Microplastiques dans l’eau en bouteille : une présence silencieuse qui s’accumule
Les microplastiques ne sont pas tous pareils. Certains sont suffisamment gros pour traverser le système digestif et sortir sans laisser de trace. D’autres sont si petits qu’ils peuvent franchir les barrières de l’intestin, pénétrer dans le sang et atteindre les organes et tissus. C’est là que la question cesse d’être abstraite.
En laboratoire et dans les études animales, ces particules ont été associées à une inflammation persistante, à des déséquilibres hormonaux et au stress oxydatif. Dans la vraie vie, des microplastiques ont déjà été trouvés dans les poumons, le sang, le placenta et même le lait maternel. Non pas parce que quelqu’un a fait quelque chose d’étrange, mais parce qu’il vivait normalement.
Le but n’est pas de boire une bouteille de temps en temps. Le problème, c'est l'habitude. L’accumulation lente, quotidienne, presque ennuyeuse. Ceux qui boivent principalement de l’eau en bouteille finissent par ingérer chaque année beaucoup plus de microplastiques que ceux qui utilisent principalement l’eau du robinet.

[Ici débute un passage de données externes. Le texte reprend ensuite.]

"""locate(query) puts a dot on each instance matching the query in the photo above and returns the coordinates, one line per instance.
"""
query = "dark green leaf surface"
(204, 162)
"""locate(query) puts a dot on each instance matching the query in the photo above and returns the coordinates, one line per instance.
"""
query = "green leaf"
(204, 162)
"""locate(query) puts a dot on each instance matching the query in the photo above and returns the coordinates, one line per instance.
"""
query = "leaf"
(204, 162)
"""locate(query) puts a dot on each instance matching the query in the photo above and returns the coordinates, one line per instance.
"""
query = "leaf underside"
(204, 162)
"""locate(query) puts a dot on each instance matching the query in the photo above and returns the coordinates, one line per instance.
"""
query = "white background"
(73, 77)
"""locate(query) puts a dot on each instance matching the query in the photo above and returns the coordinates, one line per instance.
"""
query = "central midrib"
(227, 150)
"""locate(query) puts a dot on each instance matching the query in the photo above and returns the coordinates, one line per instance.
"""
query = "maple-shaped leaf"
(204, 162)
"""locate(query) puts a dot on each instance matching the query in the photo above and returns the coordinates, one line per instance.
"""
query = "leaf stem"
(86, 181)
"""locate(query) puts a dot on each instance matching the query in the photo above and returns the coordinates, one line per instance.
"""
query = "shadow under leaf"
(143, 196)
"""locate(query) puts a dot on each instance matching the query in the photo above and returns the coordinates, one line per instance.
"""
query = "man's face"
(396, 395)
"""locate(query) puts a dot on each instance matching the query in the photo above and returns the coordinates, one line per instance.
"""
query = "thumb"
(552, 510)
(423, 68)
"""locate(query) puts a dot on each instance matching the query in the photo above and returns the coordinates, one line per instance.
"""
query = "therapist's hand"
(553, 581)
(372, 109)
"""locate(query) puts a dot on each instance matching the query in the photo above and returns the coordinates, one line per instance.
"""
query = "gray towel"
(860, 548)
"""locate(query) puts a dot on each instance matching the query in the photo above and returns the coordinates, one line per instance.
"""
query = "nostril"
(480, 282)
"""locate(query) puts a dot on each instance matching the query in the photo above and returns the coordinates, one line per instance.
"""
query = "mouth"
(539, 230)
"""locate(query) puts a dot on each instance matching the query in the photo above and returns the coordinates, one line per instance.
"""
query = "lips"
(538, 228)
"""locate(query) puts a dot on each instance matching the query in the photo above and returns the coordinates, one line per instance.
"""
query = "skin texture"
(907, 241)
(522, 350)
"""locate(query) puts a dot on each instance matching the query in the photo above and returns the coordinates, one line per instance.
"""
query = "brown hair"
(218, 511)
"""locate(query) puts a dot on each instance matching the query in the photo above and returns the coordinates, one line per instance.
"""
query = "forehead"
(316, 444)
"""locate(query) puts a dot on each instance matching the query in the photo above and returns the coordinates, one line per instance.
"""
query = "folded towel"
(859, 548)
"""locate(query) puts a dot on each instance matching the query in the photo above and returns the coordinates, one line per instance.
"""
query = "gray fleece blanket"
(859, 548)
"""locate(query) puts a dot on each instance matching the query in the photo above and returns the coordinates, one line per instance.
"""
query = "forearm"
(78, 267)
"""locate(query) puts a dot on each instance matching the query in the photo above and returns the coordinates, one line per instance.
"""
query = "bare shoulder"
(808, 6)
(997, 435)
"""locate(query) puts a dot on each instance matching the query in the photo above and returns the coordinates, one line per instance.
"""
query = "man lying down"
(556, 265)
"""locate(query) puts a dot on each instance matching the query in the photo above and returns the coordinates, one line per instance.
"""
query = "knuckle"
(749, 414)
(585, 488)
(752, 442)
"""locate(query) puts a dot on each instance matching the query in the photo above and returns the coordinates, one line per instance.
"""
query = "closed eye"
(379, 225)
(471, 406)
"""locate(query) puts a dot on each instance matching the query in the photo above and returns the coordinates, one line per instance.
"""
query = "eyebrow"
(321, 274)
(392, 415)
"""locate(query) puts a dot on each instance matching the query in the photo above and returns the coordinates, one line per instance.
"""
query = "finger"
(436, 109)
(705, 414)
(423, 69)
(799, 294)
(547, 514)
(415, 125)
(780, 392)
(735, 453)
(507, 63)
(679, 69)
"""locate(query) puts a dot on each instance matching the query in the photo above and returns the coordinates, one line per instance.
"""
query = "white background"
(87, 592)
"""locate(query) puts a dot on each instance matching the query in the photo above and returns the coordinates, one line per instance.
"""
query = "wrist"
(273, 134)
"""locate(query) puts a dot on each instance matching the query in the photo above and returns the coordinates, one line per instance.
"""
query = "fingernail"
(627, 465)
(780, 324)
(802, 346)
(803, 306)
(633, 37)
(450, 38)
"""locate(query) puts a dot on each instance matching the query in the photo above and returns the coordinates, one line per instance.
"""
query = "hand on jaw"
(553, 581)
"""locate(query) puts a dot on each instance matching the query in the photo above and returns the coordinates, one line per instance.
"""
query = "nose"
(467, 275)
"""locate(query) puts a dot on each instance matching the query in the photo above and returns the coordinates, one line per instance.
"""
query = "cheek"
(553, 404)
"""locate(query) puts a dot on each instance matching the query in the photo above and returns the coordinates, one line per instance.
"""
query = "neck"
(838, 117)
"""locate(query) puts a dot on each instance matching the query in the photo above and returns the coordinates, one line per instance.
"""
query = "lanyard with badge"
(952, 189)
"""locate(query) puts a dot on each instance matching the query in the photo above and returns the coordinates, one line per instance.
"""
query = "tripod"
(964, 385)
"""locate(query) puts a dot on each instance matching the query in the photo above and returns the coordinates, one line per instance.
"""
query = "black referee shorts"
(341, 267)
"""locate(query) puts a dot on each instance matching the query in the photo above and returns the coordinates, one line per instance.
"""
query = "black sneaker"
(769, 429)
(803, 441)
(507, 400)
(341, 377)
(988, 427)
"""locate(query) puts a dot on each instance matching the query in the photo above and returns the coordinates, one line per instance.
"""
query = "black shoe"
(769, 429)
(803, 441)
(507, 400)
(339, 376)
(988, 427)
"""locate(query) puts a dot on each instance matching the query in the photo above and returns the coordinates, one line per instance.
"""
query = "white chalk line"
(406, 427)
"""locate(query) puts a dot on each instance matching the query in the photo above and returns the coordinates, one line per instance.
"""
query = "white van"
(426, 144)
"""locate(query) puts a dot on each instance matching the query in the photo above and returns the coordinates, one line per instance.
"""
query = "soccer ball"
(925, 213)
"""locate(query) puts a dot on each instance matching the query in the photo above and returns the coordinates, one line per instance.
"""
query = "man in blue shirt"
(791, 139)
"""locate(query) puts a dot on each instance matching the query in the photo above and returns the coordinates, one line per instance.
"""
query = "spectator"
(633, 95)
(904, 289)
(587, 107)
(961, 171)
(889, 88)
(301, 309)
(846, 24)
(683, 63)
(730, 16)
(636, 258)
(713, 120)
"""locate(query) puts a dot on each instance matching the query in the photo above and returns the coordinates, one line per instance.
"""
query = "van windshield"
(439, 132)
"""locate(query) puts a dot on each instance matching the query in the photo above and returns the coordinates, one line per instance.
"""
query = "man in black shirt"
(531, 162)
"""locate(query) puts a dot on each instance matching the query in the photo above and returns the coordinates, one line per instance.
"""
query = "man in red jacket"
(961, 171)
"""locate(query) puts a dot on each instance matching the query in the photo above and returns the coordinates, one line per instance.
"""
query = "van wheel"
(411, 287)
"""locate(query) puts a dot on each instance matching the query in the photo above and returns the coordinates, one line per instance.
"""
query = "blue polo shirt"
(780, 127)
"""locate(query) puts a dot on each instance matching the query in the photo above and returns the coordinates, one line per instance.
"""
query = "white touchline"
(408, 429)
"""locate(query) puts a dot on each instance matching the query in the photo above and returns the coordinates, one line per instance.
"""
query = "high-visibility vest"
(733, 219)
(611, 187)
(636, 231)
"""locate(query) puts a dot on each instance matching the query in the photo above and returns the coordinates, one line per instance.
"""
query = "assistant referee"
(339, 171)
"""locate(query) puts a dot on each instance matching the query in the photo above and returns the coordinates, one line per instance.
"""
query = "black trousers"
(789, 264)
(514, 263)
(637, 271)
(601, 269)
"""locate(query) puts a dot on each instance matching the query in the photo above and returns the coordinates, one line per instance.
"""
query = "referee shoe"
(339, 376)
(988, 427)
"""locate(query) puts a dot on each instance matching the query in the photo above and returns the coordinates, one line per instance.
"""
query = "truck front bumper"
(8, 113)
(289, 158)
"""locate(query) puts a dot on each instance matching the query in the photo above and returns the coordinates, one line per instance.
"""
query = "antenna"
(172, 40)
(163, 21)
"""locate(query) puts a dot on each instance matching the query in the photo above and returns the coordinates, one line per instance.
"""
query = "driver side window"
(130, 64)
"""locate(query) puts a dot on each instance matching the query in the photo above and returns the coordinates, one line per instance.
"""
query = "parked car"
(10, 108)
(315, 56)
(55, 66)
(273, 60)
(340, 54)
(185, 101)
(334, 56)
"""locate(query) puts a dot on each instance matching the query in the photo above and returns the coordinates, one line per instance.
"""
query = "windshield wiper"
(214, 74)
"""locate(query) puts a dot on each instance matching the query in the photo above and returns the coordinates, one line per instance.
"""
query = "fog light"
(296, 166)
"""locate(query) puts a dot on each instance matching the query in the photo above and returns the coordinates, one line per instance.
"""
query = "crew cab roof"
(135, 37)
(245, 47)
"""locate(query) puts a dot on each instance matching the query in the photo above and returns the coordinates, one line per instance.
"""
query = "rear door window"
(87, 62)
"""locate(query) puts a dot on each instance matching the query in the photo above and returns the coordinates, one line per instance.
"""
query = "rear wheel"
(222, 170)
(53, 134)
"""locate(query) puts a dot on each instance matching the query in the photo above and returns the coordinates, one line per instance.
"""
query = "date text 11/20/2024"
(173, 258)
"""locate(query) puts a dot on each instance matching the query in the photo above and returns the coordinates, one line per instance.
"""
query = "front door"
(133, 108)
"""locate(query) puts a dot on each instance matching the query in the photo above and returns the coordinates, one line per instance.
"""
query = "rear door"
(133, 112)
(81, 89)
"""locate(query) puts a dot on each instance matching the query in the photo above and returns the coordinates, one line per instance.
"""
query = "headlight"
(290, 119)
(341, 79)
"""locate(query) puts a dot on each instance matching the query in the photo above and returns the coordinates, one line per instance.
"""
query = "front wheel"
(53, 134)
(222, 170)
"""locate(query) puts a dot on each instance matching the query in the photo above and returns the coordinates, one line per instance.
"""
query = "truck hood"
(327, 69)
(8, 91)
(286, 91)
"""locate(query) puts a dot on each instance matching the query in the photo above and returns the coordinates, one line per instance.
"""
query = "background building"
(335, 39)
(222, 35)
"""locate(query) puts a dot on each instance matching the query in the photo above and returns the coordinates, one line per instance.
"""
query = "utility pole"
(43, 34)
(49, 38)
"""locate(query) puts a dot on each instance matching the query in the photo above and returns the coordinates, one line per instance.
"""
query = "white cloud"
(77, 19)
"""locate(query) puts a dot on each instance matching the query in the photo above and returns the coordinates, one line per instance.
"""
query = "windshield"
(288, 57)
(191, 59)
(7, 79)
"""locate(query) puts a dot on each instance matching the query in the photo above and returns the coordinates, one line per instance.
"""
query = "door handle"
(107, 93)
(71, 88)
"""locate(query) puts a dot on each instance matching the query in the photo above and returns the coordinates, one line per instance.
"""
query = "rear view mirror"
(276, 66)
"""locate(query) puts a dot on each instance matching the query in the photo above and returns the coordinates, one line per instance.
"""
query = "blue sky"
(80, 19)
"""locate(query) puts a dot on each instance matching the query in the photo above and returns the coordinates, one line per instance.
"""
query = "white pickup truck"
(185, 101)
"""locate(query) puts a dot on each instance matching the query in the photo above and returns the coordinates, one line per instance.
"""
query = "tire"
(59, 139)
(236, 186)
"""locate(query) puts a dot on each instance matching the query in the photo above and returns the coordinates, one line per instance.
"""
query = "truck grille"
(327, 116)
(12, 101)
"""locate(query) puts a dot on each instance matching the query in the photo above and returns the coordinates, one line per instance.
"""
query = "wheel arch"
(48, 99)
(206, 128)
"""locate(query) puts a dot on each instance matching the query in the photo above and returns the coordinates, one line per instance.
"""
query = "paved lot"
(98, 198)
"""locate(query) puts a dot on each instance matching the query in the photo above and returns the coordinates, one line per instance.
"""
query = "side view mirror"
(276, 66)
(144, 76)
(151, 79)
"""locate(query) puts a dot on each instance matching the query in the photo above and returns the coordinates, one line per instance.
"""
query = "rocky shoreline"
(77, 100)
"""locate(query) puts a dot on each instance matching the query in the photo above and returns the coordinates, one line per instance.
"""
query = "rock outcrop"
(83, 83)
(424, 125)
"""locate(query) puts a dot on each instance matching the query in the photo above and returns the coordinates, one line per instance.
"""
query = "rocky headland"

Il n’y a pas de moment précis où « quelque chose se passe ». Il s'agit plutôt d'une somme silencieuse qui augmente avec le temps.
Les chiffres exacts font encore l’objet de débats, en partie parce que la mesure de ces particules est compliquée et coûteuse. Mais la direction est claire. L’eau en bouteille est l’une des voies les plus directes et constantes par lesquelles le plastique pénètre dans notre corps.
Une normalité peu évoquée et une question qui reste en suspens
Entre temps, de nombreuses formes de plastique sont sous le feu des projecteurs. Sacs, pailles, emballages. Les bouteilles d’eau ne le sont pas. Ils restent là, omniprésents, protégés par une aura de sécurité et de praticité. Dans certains contextes ils sont indispensables, personne n’en doute. Dans d’autres, ils sont simplement devenus un choix automatique.
Peut-être que le point crucial est ici. Dans l'habitude qu'on ne remet plus en cause. Dans l’idée que « si c’est de l’eau, alors elle est inoffensive ». Au lieu de cela, l'eau en bouteille raconte une histoire plus complexe, composée de particules invisibles et d'expositions continues qui ne font pas de bruit, mais existent. Il n'est pas nécessaire de dramatiser. Au contraire, nous devons arrêter de penser que ce que nous ne pouvons pas voir ne nous concerne pas. Car le plastique, en restant en retrait, a trouvé le moyen de se rapprocher bien plus qu’on ne le pensait.